While the book is unlikely to convince readers that Arab nations present any real challenge to NASA’s supremacy in space exploration and science, it will open their eyes to an area of research in the Middle East that is often overlooked.
“Not many historians have looked at modern space science in the Arab world,” says Determann. “There is a huge gap in the literature. I found this field to be wide open.”
Back in 1985, the Saudi royal and astronaut Prince Sultan bin Salman became the first Arab to fly in space, orbiting Earth on the shuttle Discovery, evidence that the region had an ambition to play a role in space research. Since then, researchers mainly in the Gulf states have continued to make breakthroughs in space science.
This research is mainly in two areas: satellite technology and the discovery of distant planets.
For example, the United Arab Emirates has announced plans to build the world’s first human colony on Mars by 2117. Colonizing Mars may be a far-off dream, but other parts of the project are more realistic.
“It’s not really all about humans on Mars,” says Determann. “For example, they are currently trying to get a satellite into Mars’ atmosphere.”
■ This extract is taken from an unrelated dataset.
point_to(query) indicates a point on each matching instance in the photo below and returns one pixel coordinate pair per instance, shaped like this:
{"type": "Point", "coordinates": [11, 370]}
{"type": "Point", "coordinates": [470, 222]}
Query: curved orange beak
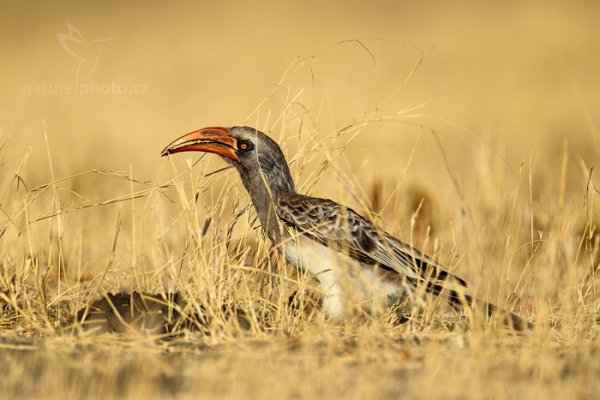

Meanwhile researchers in Qatar have discovered six new exoplanets since 2010—planets belonging to a solar system other than our own. Astronomers of the Qatar Exoplanet Survey found an exoplanet as recently as December of last year.
Khalid al-Subai, senior research director of special projects at Hamad bin Khalifa University, runs the Qatar Exoplanet Survey. His work is highlighted in Determann’s book.
“We’re looking for planets that are really far away,” says al-Subai. “It’s a new science, and less than 20 years ago we were really suspicious of the concept of exoplanets because there was no prior proof.”
Determann’s book is a valuable resource, says al-Subai. “It’s one of the only sources if you want to read about progress in my field in the Arab world. Much is known about the golden age, but there’s nothing to update us.”
Part of the attraction for Gulf states to pursue ambitious projects like missions to Mars or searches to discover new celestial bodies is because they confer prestige, says Determann.
“There is a sense of nationalism to it,” he says. In other words, it feels good to once again have Arab astronomers at the forefront of their science.
But these projects “are about more than vanity,” he says. “It’s about the knowledge economy and the need to get young people interested in science.”
The pace and expansion of space research in the Gulf is proof, says Determann, that the region has more to offer the field than just a historical context.